T.R | Title | User | Personal Name | Date | Lines |
---|
483.1 | well, let me try | DECWET::EVANS | NSR Engineering | Thu Mar 13 1997 11:35 | 14 |
| when NFS goes out to lunch, there's not much *any* application (such as
NetWorker) can do. Especially when the filesystem is mounted hard.
NetWorker passes an RPC message from NSR-server to NSR-client (nsrexecd)
which then tries to fstat each filesystem to gather info about "local"
systems to backup. It's here that fstat hits the NFS mountpoint, and if
NFS is gone, the fstat system call just does not return.
I see 2 points of failure: the RPC system call, and the fstat system call -
both rely upon the network.
Thus, this is a system level issue, not really NetWorker (NFS, Unix)

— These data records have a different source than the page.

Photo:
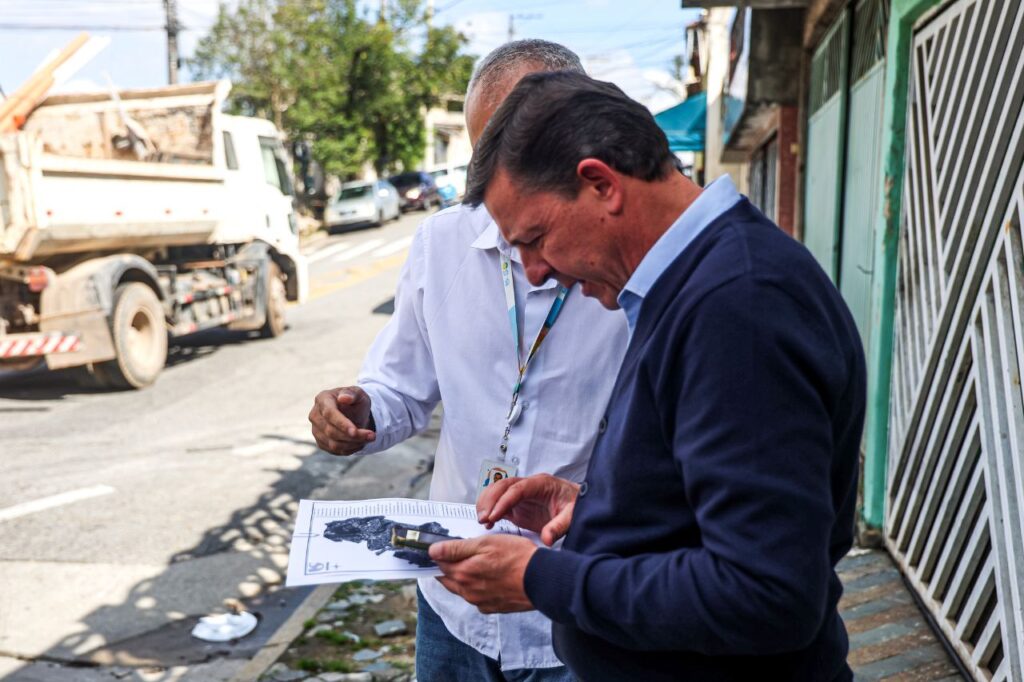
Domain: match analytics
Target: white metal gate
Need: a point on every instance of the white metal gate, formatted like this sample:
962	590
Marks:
955	491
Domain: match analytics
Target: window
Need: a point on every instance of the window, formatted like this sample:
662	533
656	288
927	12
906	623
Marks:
763	177
274	169
354	193
230	160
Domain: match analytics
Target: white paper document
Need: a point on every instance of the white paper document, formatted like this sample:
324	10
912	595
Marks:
337	542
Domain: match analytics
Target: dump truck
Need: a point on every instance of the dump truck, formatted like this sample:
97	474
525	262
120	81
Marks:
131	217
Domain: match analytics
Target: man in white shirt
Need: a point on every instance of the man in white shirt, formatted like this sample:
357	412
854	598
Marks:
451	340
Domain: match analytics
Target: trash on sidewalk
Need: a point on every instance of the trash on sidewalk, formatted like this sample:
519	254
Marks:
366	654
388	628
224	627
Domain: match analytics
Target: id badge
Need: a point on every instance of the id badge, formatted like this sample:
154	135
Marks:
493	471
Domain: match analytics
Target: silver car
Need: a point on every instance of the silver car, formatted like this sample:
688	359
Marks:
363	202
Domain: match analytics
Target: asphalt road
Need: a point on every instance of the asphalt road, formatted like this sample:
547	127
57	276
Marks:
126	515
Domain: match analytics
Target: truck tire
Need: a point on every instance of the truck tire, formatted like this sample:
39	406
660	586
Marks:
276	301
139	339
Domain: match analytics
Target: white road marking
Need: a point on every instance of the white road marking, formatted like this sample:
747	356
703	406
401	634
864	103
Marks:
329	251
60	500
256	449
394	247
358	250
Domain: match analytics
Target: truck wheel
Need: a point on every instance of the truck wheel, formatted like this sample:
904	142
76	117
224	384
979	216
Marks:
139	339
276	301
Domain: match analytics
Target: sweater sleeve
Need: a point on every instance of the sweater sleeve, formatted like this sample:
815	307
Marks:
747	399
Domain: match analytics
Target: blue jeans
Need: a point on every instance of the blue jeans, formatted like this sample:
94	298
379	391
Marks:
441	657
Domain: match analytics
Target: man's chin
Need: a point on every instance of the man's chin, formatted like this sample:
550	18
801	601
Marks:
606	297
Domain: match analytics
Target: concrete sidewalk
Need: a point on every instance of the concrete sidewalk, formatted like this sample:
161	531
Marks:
890	639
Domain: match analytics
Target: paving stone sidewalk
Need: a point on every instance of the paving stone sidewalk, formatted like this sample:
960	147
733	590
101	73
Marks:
889	637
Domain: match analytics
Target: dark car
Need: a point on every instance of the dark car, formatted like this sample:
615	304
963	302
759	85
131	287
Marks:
416	190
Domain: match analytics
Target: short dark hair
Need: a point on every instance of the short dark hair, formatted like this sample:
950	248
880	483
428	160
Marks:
553	120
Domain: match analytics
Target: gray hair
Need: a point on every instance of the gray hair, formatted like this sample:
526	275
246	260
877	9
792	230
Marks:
503	60
552	121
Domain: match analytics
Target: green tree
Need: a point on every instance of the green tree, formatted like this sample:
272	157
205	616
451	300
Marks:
356	85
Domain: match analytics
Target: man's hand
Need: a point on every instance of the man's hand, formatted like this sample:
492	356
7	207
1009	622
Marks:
543	504
341	419
486	571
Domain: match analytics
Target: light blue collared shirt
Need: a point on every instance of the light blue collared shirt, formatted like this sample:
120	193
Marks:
716	199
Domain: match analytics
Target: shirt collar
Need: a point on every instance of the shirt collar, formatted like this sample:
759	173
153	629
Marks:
716	199
492	238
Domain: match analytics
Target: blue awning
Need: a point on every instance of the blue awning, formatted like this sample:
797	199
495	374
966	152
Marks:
684	123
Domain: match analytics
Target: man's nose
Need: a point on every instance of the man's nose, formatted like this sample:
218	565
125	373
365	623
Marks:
538	270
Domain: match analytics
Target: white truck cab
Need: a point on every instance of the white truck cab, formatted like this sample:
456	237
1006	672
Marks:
128	220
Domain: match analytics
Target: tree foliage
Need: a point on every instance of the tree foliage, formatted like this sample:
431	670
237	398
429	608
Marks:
357	85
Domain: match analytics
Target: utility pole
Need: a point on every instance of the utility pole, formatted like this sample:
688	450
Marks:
171	10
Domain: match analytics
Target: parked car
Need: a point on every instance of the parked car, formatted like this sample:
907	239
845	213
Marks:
416	190
445	186
363	203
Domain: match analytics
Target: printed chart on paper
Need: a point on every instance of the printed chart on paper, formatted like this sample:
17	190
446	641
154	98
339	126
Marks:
336	542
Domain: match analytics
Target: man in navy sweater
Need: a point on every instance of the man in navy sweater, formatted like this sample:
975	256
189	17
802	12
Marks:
721	494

Did you try to restart your network???
|
483.2 | NFS problem on the NSR server | EVTAI1::POUSSARD | | Fri Mar 14 1997 01:30 | 8 |
| The problem here is that the NFS problem occured on the NSR server
, not on the NSR clients, and savegroups which started at 20:00pm had
nothing to do with the NSR server filesystems
Gilles.
|
483.3 | Could Networker look only at its target disks? | SANITY::LEMONS | And we thank you for your support. | Thu Apr 03 1997 08:10 | 60 |
| Hi
May I re-open this nfs discussion? Last night, we had backups on 6
clients time-out and fail, because these 6 clients all had the same nfs
disk mounted. NOTE: none of the clients have this nfs disk, or any nfs
disk, listed as a partition for NetWorker to back up. And yet, the
NetWorker backups hung. Why?
When I enter just 'df' on one of the systems on which backups timed-out
and failed, I see:
biggun-23: df
NFS2 fsstat failed for server cadsys : RPC: Timed out
^c
Then, I tried this command, which specifically excludes nfs disks:
biggun-24: df -t nonfs
Filesystem 512-blocks Used Available Capacity
Mounted on
root_domain#root 199040 121624 63104 66%
/
/proc 0 0 0 100%
/proc
usr_domain#usr 2347072 1512124 785344 66%
/usr
var_domain#var 1564352 155288 1394752 11%
/var
iss_work_domain#iss_work 4110480 197330 3867840 5%
/biggun/iss_work
proj8_domain#proj8 4110480 2123910 1974256 52%
/biggun/proj8
proj9_domain#proj9 4110480 92428 4006128 3%
/biggun/proj9
proj10_domain#proj10 4110480 32 4085296 1%
/biggun/proj10
proj11_domain#proj11 4110480 3692640 396576 91%
/biggun/proj11
proj12_domain#proj12 4110480 523910 3560448 13%
/biggun/proj12
alt_root_domain#root 199040 78546 106512 43%
/alt_root
alt_usr_domain#usr 2347072 32 2303472 1%
/alt_usr
alt_var_domain#var 1564352 32 1551568 1%
/alt_var
biggun-25:
When NetWorker interrogates the disks mounted on the client, does it:
1. attempt to list all mounted disks
2. attempt to list all non-NFS mounted disks
3. attempt to list only the disks it has been told to back up?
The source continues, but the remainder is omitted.